Peter Peter : Mater le spleen
Peter Peter nous offre une carte de visite lo-fi de luxe signée Howard Bilerman. Avec lui, l’artiste est sorti de sa zone de confort et a réussi une synthèse musicale judicieuse.
Lorsque le premier album de Peter Peter s’est fait entendre, plusieurs critiques semblent avoir eu de la difficulté à saisir la direction artistique de la production. La plupart se sont limités aux textes et au chant parfois relâché de l’auteur-compositeur-interprète, qui signe ici une première collaboration avec l’étiquette Audiogram (Karkwa, Alex Nevsky). Il est vrai que les thèmes abordés sur 11 des 12 chansons réunies sur ce disque homonyme (la pièce Dring Dring Pow Pow étant instrumentale) concernent la solitude (Rien ne nous ressemble), l’ivresse (Réfractaire) et les filles (Laurie). Sujets fréquents si on tend une oreille vers la bande FM…
Avec ce disque, c’est plutôt l’enveloppe musicale qui intrigue. Avec le réalisateur Howard Bilerman (Wolf Parade et Basia Bulat, qui collabore à l’enregistrement), Peter Peter a réussi à capter sur bande magnétique une attitude lo-fi qui lui tenait à coeur. "Au départ, j’étais sûr que l’album serait entièrement enregistré à la guitare acoustique, avoue-t-il. C’est Howard qui m’a convaincu de sortir la guitare électrique pour donner plus de relief. J’avais peur, j’ai tellement fait de la merde avec l’électrique quand j’étais jeune! Mais ce que j’aime du résultat, c’est que mes influences shoegaze sont revenues à la surface. Je suis resté un grand fan des Pixies, de Sonic Youth et de Nirvana, ça paraît. En fait, le concept de cet album, c’est qu’il n’y en a pas. Ce que je voulais, c’était donner l’impression qu’on avait accès à mes démos, à quelque chose de très personnel."
Pas une mince tâche quand on constate que l’artiste est signé sur une étiquette de disques qui a travaillé avec les Jean-Pierre Ferland, Paul Piché et autres Laurence Jalbert. Un constat qui a traversé l’esprit de l’artiste lorsqu’il a signé avec la compagnie après sa victoire, en 2008, au concours Ma première Place des Arts à Montréal. "J’ai toujours trouvé que plusieurs groupes francophones québécois avaient des productions trop peaufinées, souligne-t-il. Surtout pour les guitares électriques. Tout est toujours trop aseptisé, et c’est ce qui me faisait peur lorsqu’on a enregistré ce disque. Il y a aussi que je n’ai jamais vraiment écouté de la musique francophone. Le seul qui me vient en tête, c’est Jean Leloup."

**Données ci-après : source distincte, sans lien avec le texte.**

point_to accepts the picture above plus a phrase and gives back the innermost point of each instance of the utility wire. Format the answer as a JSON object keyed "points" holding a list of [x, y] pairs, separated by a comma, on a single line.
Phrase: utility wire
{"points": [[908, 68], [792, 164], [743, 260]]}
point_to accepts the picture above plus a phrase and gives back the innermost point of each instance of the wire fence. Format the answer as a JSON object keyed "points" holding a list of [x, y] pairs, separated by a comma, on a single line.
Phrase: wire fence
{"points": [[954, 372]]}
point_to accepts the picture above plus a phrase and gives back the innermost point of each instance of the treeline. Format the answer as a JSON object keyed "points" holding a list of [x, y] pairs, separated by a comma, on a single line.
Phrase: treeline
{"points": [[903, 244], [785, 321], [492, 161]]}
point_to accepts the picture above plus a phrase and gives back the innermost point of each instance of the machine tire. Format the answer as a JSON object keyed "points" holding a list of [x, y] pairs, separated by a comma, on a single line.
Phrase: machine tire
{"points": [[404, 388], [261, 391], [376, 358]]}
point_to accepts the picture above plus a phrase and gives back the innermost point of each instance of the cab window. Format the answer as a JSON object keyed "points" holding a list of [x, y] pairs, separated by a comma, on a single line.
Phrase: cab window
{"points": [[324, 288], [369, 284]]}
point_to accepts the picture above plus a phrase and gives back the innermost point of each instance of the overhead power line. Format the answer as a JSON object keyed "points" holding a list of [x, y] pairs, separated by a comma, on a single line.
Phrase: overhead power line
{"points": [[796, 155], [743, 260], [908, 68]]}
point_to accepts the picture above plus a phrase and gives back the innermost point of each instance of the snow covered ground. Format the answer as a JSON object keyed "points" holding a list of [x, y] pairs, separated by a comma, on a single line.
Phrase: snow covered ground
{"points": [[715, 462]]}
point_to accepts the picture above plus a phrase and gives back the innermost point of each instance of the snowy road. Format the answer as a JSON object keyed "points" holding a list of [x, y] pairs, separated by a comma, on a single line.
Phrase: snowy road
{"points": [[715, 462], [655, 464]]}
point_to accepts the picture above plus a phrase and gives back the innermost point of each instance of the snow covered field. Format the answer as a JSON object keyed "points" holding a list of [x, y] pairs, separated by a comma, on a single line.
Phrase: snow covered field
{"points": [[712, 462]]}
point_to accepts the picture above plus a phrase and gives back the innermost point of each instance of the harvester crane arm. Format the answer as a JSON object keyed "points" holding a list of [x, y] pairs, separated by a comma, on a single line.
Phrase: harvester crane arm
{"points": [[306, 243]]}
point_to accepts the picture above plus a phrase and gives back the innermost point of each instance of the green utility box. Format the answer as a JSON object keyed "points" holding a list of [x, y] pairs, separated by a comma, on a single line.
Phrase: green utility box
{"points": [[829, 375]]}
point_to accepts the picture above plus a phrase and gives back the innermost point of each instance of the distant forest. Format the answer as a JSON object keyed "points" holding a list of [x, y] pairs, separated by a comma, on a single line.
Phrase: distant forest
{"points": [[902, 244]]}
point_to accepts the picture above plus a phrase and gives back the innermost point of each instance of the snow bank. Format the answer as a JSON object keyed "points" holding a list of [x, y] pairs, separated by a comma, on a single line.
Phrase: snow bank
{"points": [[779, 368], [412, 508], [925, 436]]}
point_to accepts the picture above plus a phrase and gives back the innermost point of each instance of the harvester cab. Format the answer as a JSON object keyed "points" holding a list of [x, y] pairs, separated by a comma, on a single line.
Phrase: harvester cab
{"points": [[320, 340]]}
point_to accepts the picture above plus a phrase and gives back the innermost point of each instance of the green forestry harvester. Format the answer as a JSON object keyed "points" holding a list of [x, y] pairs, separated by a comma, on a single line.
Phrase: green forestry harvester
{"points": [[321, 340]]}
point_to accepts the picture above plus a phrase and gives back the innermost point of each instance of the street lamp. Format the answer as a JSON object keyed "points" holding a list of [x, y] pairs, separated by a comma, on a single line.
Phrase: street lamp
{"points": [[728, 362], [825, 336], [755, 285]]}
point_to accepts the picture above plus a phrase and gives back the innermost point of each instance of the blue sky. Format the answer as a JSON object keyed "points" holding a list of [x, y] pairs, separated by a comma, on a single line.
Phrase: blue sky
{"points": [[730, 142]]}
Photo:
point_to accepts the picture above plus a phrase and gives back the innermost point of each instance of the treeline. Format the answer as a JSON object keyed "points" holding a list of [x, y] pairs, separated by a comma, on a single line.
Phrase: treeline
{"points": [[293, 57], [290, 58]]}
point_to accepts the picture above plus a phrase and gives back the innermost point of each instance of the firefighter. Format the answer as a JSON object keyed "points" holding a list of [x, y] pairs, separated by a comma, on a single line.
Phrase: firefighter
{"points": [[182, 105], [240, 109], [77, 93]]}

Par contre, lorsqu’on lui parle du groupe allemand The Notwist, sa réaction ne se fait pas attendre. "Absolument, surtout l’album Neon Golden! Et j’adore aussi le disque Love Tara d’Eric’s Trip. J’aime les chansons courtes et simples, les pièces presque linéaires. Sur l’album, Demain, c’est l’heure correspond à ça. Je voulais qu’elle reste sur le même ton du début à la fin. Pas besoin d’arrangements raffinés ou d’un bridge trop élaboré." Même résultat pour Tergiverse, qu’il chante en duo avec Béatrice Martin (Coeur de pirate). "Cette chanson me tient à coeur et j’étais sûr qu’elle resterait guitare-voix. C’est la plus pop sur l’album, et l’idée d’un featuring ne m’emballait pas. Finalement, c’est bon! Et avec la voix de Béatrice, ça marche. Toujours grâce à Howard!"